Walking Your Frog Fast in 4 LoC
Nis Meinert
TL;DR
The paper tackles the computational challenge of the discrete Fréchet distance between polygonal curves, which traditionally requires a recurrence with $O(PQ)$ memory. It introduces a recursion-free, iterative algorithm (the Fast Fréchet Distance) that computes the distance with linear memory $O(Q)$ and a concise, vectorizable implementation. The core contribution is Alg. fast, built with fold/reduce and scan/accumulate operations, and its capacity to run efficiently on SIMD and GPGPU architectures; the authors provide empirical benchmarks showing substantial CPU speedups ($\sim$19–$22\times$) and competitive GPU performance.
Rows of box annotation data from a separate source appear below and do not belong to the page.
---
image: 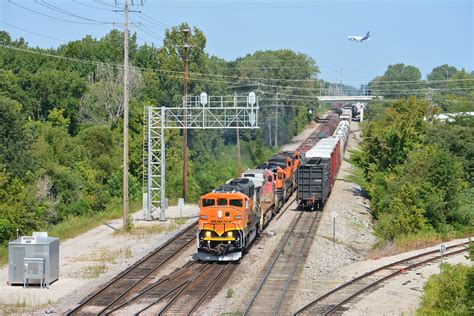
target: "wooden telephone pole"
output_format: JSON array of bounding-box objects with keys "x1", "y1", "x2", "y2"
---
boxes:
[{"x1": 123, "y1": 0, "x2": 128, "y2": 229}]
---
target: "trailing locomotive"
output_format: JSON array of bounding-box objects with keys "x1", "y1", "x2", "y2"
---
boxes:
[{"x1": 197, "y1": 113, "x2": 348, "y2": 261}]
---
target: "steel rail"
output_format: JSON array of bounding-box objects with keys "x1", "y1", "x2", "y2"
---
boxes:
[
  {"x1": 273, "y1": 212, "x2": 321, "y2": 315},
  {"x1": 324, "y1": 249, "x2": 467, "y2": 315},
  {"x1": 188, "y1": 262, "x2": 232, "y2": 316},
  {"x1": 105, "y1": 261, "x2": 197, "y2": 315},
  {"x1": 158, "y1": 262, "x2": 216, "y2": 315},
  {"x1": 243, "y1": 212, "x2": 303, "y2": 316},
  {"x1": 275, "y1": 198, "x2": 296, "y2": 221},
  {"x1": 294, "y1": 242, "x2": 470, "y2": 315},
  {"x1": 66, "y1": 221, "x2": 197, "y2": 315}
]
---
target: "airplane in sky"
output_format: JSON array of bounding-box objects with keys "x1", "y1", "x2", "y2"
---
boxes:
[{"x1": 347, "y1": 32, "x2": 370, "y2": 42}]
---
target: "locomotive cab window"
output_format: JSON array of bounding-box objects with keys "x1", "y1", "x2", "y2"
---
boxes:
[
  {"x1": 202, "y1": 199, "x2": 216, "y2": 207},
  {"x1": 230, "y1": 199, "x2": 244, "y2": 207}
]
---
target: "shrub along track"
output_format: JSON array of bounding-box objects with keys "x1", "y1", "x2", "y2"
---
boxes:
[
  {"x1": 67, "y1": 221, "x2": 197, "y2": 315},
  {"x1": 244, "y1": 201, "x2": 321, "y2": 315},
  {"x1": 295, "y1": 242, "x2": 469, "y2": 315}
]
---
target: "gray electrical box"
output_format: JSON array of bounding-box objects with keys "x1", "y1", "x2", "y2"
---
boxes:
[{"x1": 8, "y1": 233, "x2": 59, "y2": 286}]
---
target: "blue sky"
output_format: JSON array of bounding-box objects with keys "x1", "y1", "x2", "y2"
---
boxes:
[{"x1": 0, "y1": 0, "x2": 474, "y2": 86}]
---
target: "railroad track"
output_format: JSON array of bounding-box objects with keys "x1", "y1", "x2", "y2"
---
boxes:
[
  {"x1": 295, "y1": 242, "x2": 469, "y2": 315},
  {"x1": 275, "y1": 193, "x2": 296, "y2": 221},
  {"x1": 244, "y1": 207, "x2": 321, "y2": 315},
  {"x1": 106, "y1": 261, "x2": 236, "y2": 315},
  {"x1": 67, "y1": 221, "x2": 197, "y2": 315}
]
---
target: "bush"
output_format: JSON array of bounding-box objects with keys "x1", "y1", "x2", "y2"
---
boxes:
[
  {"x1": 418, "y1": 264, "x2": 474, "y2": 315},
  {"x1": 0, "y1": 218, "x2": 15, "y2": 246}
]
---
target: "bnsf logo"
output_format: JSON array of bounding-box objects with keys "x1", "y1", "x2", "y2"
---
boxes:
[{"x1": 211, "y1": 219, "x2": 232, "y2": 224}]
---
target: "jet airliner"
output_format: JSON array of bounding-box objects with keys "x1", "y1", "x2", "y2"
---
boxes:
[{"x1": 347, "y1": 32, "x2": 370, "y2": 42}]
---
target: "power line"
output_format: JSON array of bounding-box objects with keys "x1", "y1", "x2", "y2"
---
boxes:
[
  {"x1": 35, "y1": 0, "x2": 114, "y2": 24},
  {"x1": 0, "y1": 21, "x2": 69, "y2": 43},
  {"x1": 0, "y1": 45, "x2": 474, "y2": 93},
  {"x1": 73, "y1": 0, "x2": 113, "y2": 12}
]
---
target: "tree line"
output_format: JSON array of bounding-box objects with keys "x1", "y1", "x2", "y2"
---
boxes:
[
  {"x1": 0, "y1": 24, "x2": 319, "y2": 244},
  {"x1": 353, "y1": 64, "x2": 474, "y2": 243}
]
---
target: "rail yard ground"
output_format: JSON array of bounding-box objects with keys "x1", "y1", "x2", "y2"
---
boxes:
[
  {"x1": 0, "y1": 205, "x2": 198, "y2": 314},
  {"x1": 0, "y1": 122, "x2": 318, "y2": 314}
]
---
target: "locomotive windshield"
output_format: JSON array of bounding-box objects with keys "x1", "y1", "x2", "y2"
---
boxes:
[
  {"x1": 202, "y1": 199, "x2": 216, "y2": 207},
  {"x1": 230, "y1": 199, "x2": 244, "y2": 207}
]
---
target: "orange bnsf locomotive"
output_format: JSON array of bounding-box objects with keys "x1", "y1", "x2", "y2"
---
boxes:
[
  {"x1": 196, "y1": 107, "x2": 348, "y2": 261},
  {"x1": 198, "y1": 178, "x2": 261, "y2": 261}
]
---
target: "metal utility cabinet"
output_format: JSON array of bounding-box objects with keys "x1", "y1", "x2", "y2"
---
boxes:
[{"x1": 8, "y1": 234, "x2": 59, "y2": 287}]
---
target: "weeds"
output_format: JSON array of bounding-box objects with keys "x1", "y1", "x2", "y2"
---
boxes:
[
  {"x1": 226, "y1": 288, "x2": 235, "y2": 298},
  {"x1": 114, "y1": 221, "x2": 178, "y2": 238},
  {"x1": 75, "y1": 247, "x2": 133, "y2": 264},
  {"x1": 174, "y1": 217, "x2": 188, "y2": 225},
  {"x1": 79, "y1": 263, "x2": 107, "y2": 279},
  {"x1": 368, "y1": 232, "x2": 444, "y2": 259}
]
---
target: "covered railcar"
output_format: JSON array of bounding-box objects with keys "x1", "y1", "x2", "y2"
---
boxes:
[
  {"x1": 297, "y1": 121, "x2": 350, "y2": 210},
  {"x1": 242, "y1": 169, "x2": 278, "y2": 223},
  {"x1": 296, "y1": 137, "x2": 341, "y2": 210},
  {"x1": 267, "y1": 154, "x2": 296, "y2": 201}
]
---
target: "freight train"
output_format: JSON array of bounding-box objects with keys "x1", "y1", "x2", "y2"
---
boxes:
[{"x1": 196, "y1": 110, "x2": 350, "y2": 261}]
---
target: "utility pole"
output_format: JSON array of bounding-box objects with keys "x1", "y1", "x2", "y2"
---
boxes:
[
  {"x1": 267, "y1": 118, "x2": 272, "y2": 147},
  {"x1": 339, "y1": 68, "x2": 342, "y2": 95},
  {"x1": 123, "y1": 0, "x2": 128, "y2": 229},
  {"x1": 275, "y1": 92, "x2": 278, "y2": 147},
  {"x1": 182, "y1": 28, "x2": 191, "y2": 201}
]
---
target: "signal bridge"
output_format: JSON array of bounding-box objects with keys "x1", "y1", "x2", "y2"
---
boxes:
[{"x1": 143, "y1": 92, "x2": 259, "y2": 220}]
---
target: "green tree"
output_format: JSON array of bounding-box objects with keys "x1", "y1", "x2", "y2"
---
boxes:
[{"x1": 370, "y1": 64, "x2": 425, "y2": 99}]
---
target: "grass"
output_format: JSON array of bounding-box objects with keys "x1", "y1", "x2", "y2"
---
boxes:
[
  {"x1": 368, "y1": 231, "x2": 472, "y2": 259},
  {"x1": 226, "y1": 288, "x2": 235, "y2": 298},
  {"x1": 74, "y1": 247, "x2": 133, "y2": 264},
  {"x1": 0, "y1": 297, "x2": 54, "y2": 315},
  {"x1": 48, "y1": 201, "x2": 141, "y2": 240},
  {"x1": 0, "y1": 200, "x2": 141, "y2": 266},
  {"x1": 114, "y1": 221, "x2": 178, "y2": 238},
  {"x1": 76, "y1": 263, "x2": 107, "y2": 279}
]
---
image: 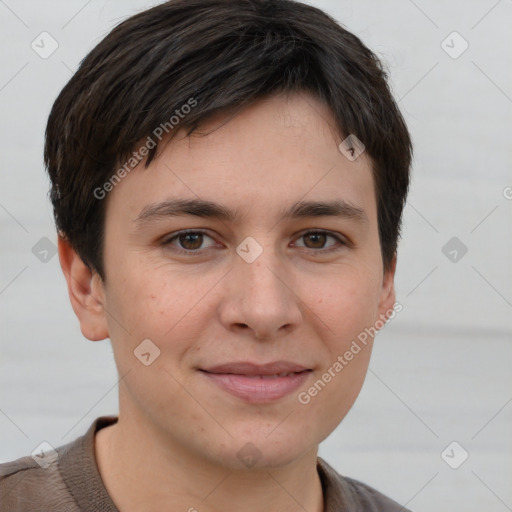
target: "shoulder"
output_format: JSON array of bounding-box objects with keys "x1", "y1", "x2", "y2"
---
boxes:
[
  {"x1": 317, "y1": 457, "x2": 411, "y2": 512},
  {"x1": 0, "y1": 445, "x2": 78, "y2": 512},
  {"x1": 0, "y1": 416, "x2": 117, "y2": 512}
]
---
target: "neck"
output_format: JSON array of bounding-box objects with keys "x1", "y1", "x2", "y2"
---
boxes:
[{"x1": 95, "y1": 415, "x2": 324, "y2": 512}]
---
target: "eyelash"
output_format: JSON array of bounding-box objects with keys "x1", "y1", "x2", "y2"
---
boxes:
[{"x1": 162, "y1": 229, "x2": 350, "y2": 255}]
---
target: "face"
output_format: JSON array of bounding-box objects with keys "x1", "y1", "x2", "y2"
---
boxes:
[{"x1": 82, "y1": 94, "x2": 394, "y2": 468}]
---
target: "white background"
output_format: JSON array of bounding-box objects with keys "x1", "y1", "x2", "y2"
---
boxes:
[{"x1": 0, "y1": 0, "x2": 512, "y2": 512}]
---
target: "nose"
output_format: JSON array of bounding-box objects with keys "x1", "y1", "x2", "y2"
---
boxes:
[{"x1": 220, "y1": 240, "x2": 303, "y2": 340}]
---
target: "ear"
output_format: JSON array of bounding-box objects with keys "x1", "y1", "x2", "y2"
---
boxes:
[
  {"x1": 58, "y1": 236, "x2": 109, "y2": 341},
  {"x1": 379, "y1": 252, "x2": 397, "y2": 322}
]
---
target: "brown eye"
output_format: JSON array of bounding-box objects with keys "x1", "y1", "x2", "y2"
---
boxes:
[
  {"x1": 162, "y1": 231, "x2": 215, "y2": 254},
  {"x1": 178, "y1": 233, "x2": 203, "y2": 251},
  {"x1": 302, "y1": 233, "x2": 327, "y2": 249},
  {"x1": 295, "y1": 231, "x2": 349, "y2": 254}
]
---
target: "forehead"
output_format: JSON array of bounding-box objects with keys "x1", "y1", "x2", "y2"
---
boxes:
[{"x1": 107, "y1": 94, "x2": 376, "y2": 228}]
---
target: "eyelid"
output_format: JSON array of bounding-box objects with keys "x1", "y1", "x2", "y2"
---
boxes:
[{"x1": 161, "y1": 228, "x2": 352, "y2": 254}]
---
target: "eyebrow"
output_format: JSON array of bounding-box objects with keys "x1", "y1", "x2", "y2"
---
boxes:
[{"x1": 134, "y1": 199, "x2": 368, "y2": 225}]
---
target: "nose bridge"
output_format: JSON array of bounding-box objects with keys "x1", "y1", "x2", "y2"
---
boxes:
[{"x1": 224, "y1": 237, "x2": 300, "y2": 337}]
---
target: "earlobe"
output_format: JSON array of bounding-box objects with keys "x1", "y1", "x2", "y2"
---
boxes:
[
  {"x1": 58, "y1": 236, "x2": 109, "y2": 341},
  {"x1": 379, "y1": 253, "x2": 397, "y2": 321}
]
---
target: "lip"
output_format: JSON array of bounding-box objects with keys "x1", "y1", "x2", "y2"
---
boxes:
[{"x1": 200, "y1": 361, "x2": 312, "y2": 404}]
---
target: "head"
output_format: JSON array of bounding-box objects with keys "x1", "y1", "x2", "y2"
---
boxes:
[{"x1": 45, "y1": 0, "x2": 412, "y2": 466}]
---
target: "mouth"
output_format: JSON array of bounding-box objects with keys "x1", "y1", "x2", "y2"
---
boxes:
[{"x1": 199, "y1": 361, "x2": 313, "y2": 404}]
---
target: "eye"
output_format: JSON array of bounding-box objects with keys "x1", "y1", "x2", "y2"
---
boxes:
[
  {"x1": 162, "y1": 231, "x2": 214, "y2": 253},
  {"x1": 295, "y1": 230, "x2": 348, "y2": 253}
]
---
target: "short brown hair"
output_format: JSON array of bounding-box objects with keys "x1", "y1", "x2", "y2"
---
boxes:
[{"x1": 44, "y1": 0, "x2": 412, "y2": 279}]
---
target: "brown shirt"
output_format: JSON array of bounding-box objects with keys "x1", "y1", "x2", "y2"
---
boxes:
[{"x1": 0, "y1": 416, "x2": 410, "y2": 512}]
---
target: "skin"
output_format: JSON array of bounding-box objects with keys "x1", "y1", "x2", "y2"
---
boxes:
[{"x1": 59, "y1": 93, "x2": 396, "y2": 512}]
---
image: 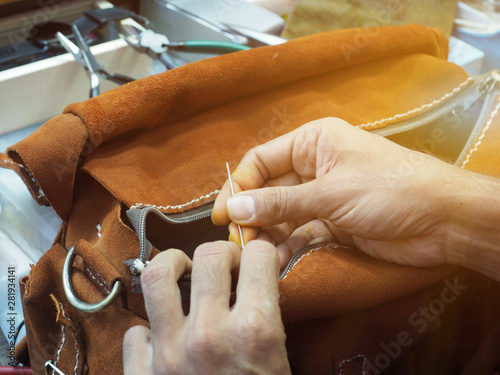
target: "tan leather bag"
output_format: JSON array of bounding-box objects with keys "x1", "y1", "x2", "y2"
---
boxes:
[{"x1": 0, "y1": 25, "x2": 500, "y2": 375}]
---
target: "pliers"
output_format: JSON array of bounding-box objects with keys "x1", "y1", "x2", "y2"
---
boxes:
[
  {"x1": 120, "y1": 24, "x2": 251, "y2": 69},
  {"x1": 56, "y1": 27, "x2": 134, "y2": 98}
]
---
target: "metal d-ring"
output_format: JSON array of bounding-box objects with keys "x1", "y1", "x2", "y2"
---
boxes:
[{"x1": 62, "y1": 247, "x2": 122, "y2": 313}]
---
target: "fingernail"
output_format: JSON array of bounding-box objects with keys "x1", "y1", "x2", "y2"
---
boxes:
[{"x1": 227, "y1": 195, "x2": 255, "y2": 220}]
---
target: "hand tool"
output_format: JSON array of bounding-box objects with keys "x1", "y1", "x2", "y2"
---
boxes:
[
  {"x1": 224, "y1": 23, "x2": 288, "y2": 46},
  {"x1": 56, "y1": 26, "x2": 134, "y2": 98},
  {"x1": 119, "y1": 22, "x2": 250, "y2": 69},
  {"x1": 226, "y1": 162, "x2": 245, "y2": 249}
]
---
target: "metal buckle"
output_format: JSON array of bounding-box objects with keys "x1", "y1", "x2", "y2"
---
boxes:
[{"x1": 62, "y1": 246, "x2": 122, "y2": 313}]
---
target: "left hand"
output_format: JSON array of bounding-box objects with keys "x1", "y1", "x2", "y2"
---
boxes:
[{"x1": 123, "y1": 241, "x2": 290, "y2": 375}]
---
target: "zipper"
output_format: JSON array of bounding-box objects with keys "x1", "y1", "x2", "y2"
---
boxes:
[
  {"x1": 279, "y1": 243, "x2": 348, "y2": 281},
  {"x1": 371, "y1": 70, "x2": 500, "y2": 137},
  {"x1": 138, "y1": 70, "x2": 500, "y2": 274}
]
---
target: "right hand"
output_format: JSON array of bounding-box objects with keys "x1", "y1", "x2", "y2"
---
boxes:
[{"x1": 212, "y1": 118, "x2": 476, "y2": 267}]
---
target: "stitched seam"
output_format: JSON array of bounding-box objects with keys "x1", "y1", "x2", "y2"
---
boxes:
[
  {"x1": 87, "y1": 266, "x2": 109, "y2": 294},
  {"x1": 461, "y1": 101, "x2": 500, "y2": 168},
  {"x1": 339, "y1": 354, "x2": 366, "y2": 375},
  {"x1": 52, "y1": 324, "x2": 66, "y2": 375},
  {"x1": 130, "y1": 189, "x2": 220, "y2": 210},
  {"x1": 2, "y1": 160, "x2": 45, "y2": 199},
  {"x1": 357, "y1": 77, "x2": 472, "y2": 129},
  {"x1": 59, "y1": 302, "x2": 80, "y2": 375},
  {"x1": 280, "y1": 244, "x2": 345, "y2": 281}
]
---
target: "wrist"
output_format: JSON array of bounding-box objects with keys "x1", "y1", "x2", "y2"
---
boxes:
[{"x1": 443, "y1": 171, "x2": 500, "y2": 280}]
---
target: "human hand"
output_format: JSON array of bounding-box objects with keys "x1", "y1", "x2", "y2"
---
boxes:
[
  {"x1": 212, "y1": 118, "x2": 464, "y2": 267},
  {"x1": 123, "y1": 241, "x2": 290, "y2": 375}
]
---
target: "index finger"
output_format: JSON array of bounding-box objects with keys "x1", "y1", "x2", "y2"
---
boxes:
[
  {"x1": 235, "y1": 240, "x2": 281, "y2": 319},
  {"x1": 141, "y1": 249, "x2": 192, "y2": 347},
  {"x1": 212, "y1": 130, "x2": 297, "y2": 225}
]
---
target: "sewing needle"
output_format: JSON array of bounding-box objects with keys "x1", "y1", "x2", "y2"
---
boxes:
[{"x1": 226, "y1": 161, "x2": 245, "y2": 249}]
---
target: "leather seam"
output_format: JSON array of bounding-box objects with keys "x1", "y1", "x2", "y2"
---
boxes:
[
  {"x1": 280, "y1": 244, "x2": 346, "y2": 281},
  {"x1": 2, "y1": 160, "x2": 45, "y2": 199},
  {"x1": 59, "y1": 302, "x2": 80, "y2": 375},
  {"x1": 52, "y1": 322, "x2": 66, "y2": 375},
  {"x1": 460, "y1": 99, "x2": 500, "y2": 168},
  {"x1": 130, "y1": 189, "x2": 220, "y2": 210},
  {"x1": 339, "y1": 354, "x2": 367, "y2": 375},
  {"x1": 356, "y1": 77, "x2": 473, "y2": 129}
]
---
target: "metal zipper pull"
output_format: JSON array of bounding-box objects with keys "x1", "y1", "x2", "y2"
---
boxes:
[
  {"x1": 44, "y1": 360, "x2": 65, "y2": 375},
  {"x1": 451, "y1": 70, "x2": 500, "y2": 117}
]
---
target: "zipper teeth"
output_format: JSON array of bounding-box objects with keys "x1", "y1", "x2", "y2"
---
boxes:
[{"x1": 279, "y1": 243, "x2": 348, "y2": 280}]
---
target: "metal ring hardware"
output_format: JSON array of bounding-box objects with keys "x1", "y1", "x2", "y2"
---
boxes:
[{"x1": 62, "y1": 246, "x2": 122, "y2": 313}]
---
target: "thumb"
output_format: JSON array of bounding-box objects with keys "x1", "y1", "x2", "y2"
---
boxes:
[{"x1": 227, "y1": 180, "x2": 324, "y2": 227}]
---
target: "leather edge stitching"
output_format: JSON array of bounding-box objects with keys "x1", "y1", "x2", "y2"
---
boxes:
[
  {"x1": 460, "y1": 100, "x2": 500, "y2": 168},
  {"x1": 130, "y1": 189, "x2": 220, "y2": 210},
  {"x1": 356, "y1": 77, "x2": 473, "y2": 129}
]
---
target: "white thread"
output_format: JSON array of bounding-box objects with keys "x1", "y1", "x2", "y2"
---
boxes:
[
  {"x1": 59, "y1": 302, "x2": 80, "y2": 375},
  {"x1": 2, "y1": 160, "x2": 45, "y2": 199},
  {"x1": 130, "y1": 190, "x2": 220, "y2": 210},
  {"x1": 339, "y1": 354, "x2": 366, "y2": 375},
  {"x1": 134, "y1": 259, "x2": 149, "y2": 273},
  {"x1": 357, "y1": 77, "x2": 472, "y2": 129},
  {"x1": 461, "y1": 101, "x2": 500, "y2": 168},
  {"x1": 87, "y1": 267, "x2": 109, "y2": 294}
]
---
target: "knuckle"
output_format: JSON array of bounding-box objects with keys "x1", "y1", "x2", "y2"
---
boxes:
[
  {"x1": 152, "y1": 348, "x2": 183, "y2": 375},
  {"x1": 141, "y1": 249, "x2": 186, "y2": 291},
  {"x1": 235, "y1": 311, "x2": 284, "y2": 346},
  {"x1": 194, "y1": 241, "x2": 232, "y2": 259},
  {"x1": 141, "y1": 262, "x2": 171, "y2": 291},
  {"x1": 262, "y1": 188, "x2": 292, "y2": 219},
  {"x1": 246, "y1": 240, "x2": 278, "y2": 258},
  {"x1": 186, "y1": 325, "x2": 221, "y2": 359}
]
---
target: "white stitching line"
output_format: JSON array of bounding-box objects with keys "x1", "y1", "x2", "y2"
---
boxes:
[
  {"x1": 339, "y1": 354, "x2": 367, "y2": 375},
  {"x1": 59, "y1": 302, "x2": 80, "y2": 375},
  {"x1": 130, "y1": 189, "x2": 220, "y2": 210},
  {"x1": 87, "y1": 267, "x2": 109, "y2": 294},
  {"x1": 2, "y1": 160, "x2": 45, "y2": 199},
  {"x1": 356, "y1": 77, "x2": 472, "y2": 129},
  {"x1": 280, "y1": 244, "x2": 346, "y2": 281},
  {"x1": 461, "y1": 100, "x2": 500, "y2": 168}
]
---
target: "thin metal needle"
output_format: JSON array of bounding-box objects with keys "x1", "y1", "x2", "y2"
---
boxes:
[{"x1": 226, "y1": 161, "x2": 245, "y2": 249}]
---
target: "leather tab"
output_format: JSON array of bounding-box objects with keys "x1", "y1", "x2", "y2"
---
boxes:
[{"x1": 75, "y1": 240, "x2": 122, "y2": 295}]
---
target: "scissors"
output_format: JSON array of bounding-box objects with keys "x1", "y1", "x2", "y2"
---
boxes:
[
  {"x1": 56, "y1": 26, "x2": 134, "y2": 98},
  {"x1": 224, "y1": 23, "x2": 288, "y2": 46},
  {"x1": 119, "y1": 23, "x2": 251, "y2": 69}
]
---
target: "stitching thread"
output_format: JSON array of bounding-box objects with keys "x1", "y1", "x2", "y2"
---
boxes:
[
  {"x1": 59, "y1": 302, "x2": 80, "y2": 375},
  {"x1": 130, "y1": 189, "x2": 220, "y2": 210},
  {"x1": 280, "y1": 244, "x2": 347, "y2": 281},
  {"x1": 461, "y1": 100, "x2": 500, "y2": 168},
  {"x1": 357, "y1": 77, "x2": 472, "y2": 129},
  {"x1": 87, "y1": 266, "x2": 109, "y2": 294},
  {"x1": 2, "y1": 160, "x2": 45, "y2": 199},
  {"x1": 339, "y1": 354, "x2": 366, "y2": 375}
]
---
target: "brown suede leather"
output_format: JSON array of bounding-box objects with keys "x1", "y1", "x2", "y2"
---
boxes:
[{"x1": 0, "y1": 25, "x2": 500, "y2": 374}]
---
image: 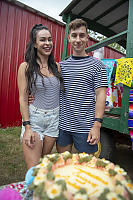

The work enables scalable, exact distance computations for large trajectory datasets and batch processing, with open-source reproduce-and-extend potential for applications in clustering, movement analytics, and uncertain-curve reasoning.
Abstract
Given two polygonal curves, there are many ways to define a notion of similarity between them. One popular measure is the Fréchet distance which has many desirable properties but is notoriously expensive to calculate, especially for non-trivial metrics. In 1994, Eiter and Mannila introduced the discrete Fréchet distance which is much easier to implement and approximates the continuous Fréchet distance with a quadratic runtime overhead. However, this algorithm relies on recursions and is not well suited for modern hardware. To that end, we introduce the Fast Fréchet Distance algorithm, a recursion-free algorithm that calculates the discrete Fréchet distance with a linear memory overhead and that can utilize modern hardware more effectively. We showcase an implementation with only four lines of code and present benchmarks of our algorithm running fast on modern CPUs and GPGPUs.